Je suis beaucoup trop petite. Ça te fait rire. Tu ris beaucoup ce soir. T'as trop bu ce soir. T'es trop beau ce soir. Tu me soulèves de sorte à ce que je sois sur tes pieds, comme une enfant. Ça te fait encore plus ricaner. Je tape doucement de mon poing ton torse coloré. Tu continues de te balancer d'un côté à l'autre. Je suis ton mouvement, je n'ai pas le choix. Tes mains sont sagement posées sur mes hanches. Par moment, elles descendent un peu mais un coup sur ton épaule te rappelle à l'ordre ; du moins jusqu'à ce que le soleil se lève.

La boule de feu rend le ciel rose. Ça fait des reflets bruns clairs dans des cheveux. J'en frissonne. Bordel, ne me souris pas comme ça, je ne peux pas le supporter. Tes yeux pétillent grandement. Tu passes tes mains sous ma robe orangé. Tes mains frôlent mes cuisses. Elles surlignent le tatouage qui entoure le haut de ma cuisse. Ses fleurs qu'elles connaissent par cœur. Tu continues de monter tes mains sous le tissu de mon vêtement. Tout en haut. Jusqu'à frôler ma culotte, que tu abaisses un peu au niveau de ma hanche. Tu dévoiles pour tes doigts tes initiales gravées dans ma peau dans ton écriture.

La soleil se lève encore. Tu relâches tout. Tes mains se retrouvent sous mes fesses et tu me portes. Mes jambes s'enroulent autour de ta taille et mes mains parcourent ton torse tatoué. Tu souris contre mon cou. Tes boucles chatouillent ma peau peinte. Les multitudes de couleurs qui l'enveloppent me fait me sentir différente. J'aime te sentir près de moi.

Je plonge sur tes lèvres. Tu emprisonnent les miennes. Ta bouche à un goût de melon. La mienne à un goût d'alcool sucré. Ma langue joue avec la tienne. Tu nous fais tourner. Tu nous fais encore danser. Comme la première fois. Comme une première fois. Mes mains restent en surface de ta chemise, les tiennes en surface de ma robe. Tes lèvres ne quittent à aucun moment les miennes.

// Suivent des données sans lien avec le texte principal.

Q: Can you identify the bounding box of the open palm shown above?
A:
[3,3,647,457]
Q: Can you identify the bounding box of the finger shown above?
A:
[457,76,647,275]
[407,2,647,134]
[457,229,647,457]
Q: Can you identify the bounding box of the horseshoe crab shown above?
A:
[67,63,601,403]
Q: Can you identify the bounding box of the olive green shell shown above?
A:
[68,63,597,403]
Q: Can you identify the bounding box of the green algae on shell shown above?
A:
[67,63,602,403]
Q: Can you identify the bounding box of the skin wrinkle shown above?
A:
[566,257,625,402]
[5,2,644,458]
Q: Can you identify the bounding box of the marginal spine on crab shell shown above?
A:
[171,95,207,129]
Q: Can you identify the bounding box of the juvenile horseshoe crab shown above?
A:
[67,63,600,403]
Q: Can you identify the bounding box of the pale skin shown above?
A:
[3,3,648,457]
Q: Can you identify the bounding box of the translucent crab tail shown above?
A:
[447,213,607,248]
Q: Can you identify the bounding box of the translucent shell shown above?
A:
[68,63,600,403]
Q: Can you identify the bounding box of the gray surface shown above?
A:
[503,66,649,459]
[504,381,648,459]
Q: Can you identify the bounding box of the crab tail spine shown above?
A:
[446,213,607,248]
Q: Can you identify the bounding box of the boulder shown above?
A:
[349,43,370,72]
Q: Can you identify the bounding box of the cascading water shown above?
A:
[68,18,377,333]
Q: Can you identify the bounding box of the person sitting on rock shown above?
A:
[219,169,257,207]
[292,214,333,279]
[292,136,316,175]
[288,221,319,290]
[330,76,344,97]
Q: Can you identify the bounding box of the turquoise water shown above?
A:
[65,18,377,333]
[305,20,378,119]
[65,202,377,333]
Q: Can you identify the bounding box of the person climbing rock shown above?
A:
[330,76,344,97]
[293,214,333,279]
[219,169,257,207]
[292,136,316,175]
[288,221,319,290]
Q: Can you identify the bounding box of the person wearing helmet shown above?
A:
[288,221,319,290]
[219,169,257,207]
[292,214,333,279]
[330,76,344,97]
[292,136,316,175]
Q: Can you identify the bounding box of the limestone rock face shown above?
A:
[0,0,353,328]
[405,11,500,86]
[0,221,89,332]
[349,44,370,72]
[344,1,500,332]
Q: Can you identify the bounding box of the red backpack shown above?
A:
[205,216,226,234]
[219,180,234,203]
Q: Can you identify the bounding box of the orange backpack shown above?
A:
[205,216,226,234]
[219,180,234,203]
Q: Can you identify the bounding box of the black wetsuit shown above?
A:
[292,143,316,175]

Tu souris. Je le sais car, ma main gauche sur ta joue sent le creux qui s'y est formé. Ce constat me fait sourire aussi. Alors nous sourions comme deux idiots en s'embrassant. Mon front ne quitte pas le teint alors que tes lèvres se séparent des miennes. Le vent agite nos cheveux. Tu ris doucement. Ton rire part de ta gorge, je me nois dedans.

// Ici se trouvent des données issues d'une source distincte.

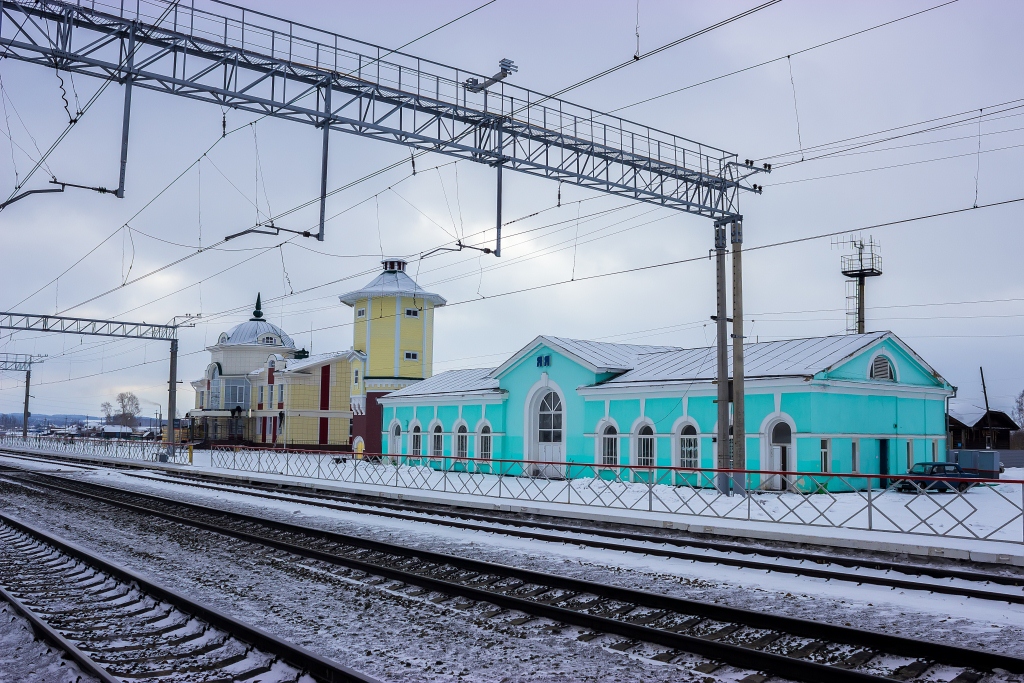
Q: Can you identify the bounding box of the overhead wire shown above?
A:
[608,0,957,114]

Tu me reposes avec douceur sur le sol.  Je remonte sur tes pieds. Mes mains emprisonnent ta nuque, je ne lâche pas le collier que tu as autour du cou. Je fais glisser la chaîne entre mes doigts. Je n'admire que toi. Je me nourris de toi. Peu importe ce que nous offre le monde, s'il m'offre toi pour toujours. Doucement, nos lèvres se retrouvent et, seulement en cet instant, je me sens moi, je me sens bien. Quand tu fermes tes yeux émeraude, quand je ferme les miens pour mieux te sentir sous mes doigts, pour mieux sentir tes lèvres.

Ton odeur de melon envahit mes narines. Tu es un appel aux péchés. Si beau, ton torse qui se soulève au rythme de ta respiration sifflante, ta chemise trop ouverte, tu es un appel à la luxure. Le goût de ta peau, si juteuse, si fruitée est un appel à la gourmandise. Et là, te détachant sur ce ciel rose, avec ton air angélique, tu es mon ange à moi.

Je serre encore plus les paupières. Mes mains parcourent encore ton torse tatoué, coloré. Te retenir, je veux te retenir. Je veux que tu restes, s'il te plaît. Écoute ma prière, je t'en supplie. Ô mon ange, reste avec moi. Je ne veux partager ce moment avec personne. Juste aujourd'hui, juste ce matin, ne sois à personne hormis moi. Qu'importe toutes les autres beautés du monde, si je peux encore et encore et encore te voir là. Négligé, enfantin, toi-même. Si je peux encore et encore et encore t'admirer dans le soleil levant, mes lèvres ne lâchant pas les tiennes.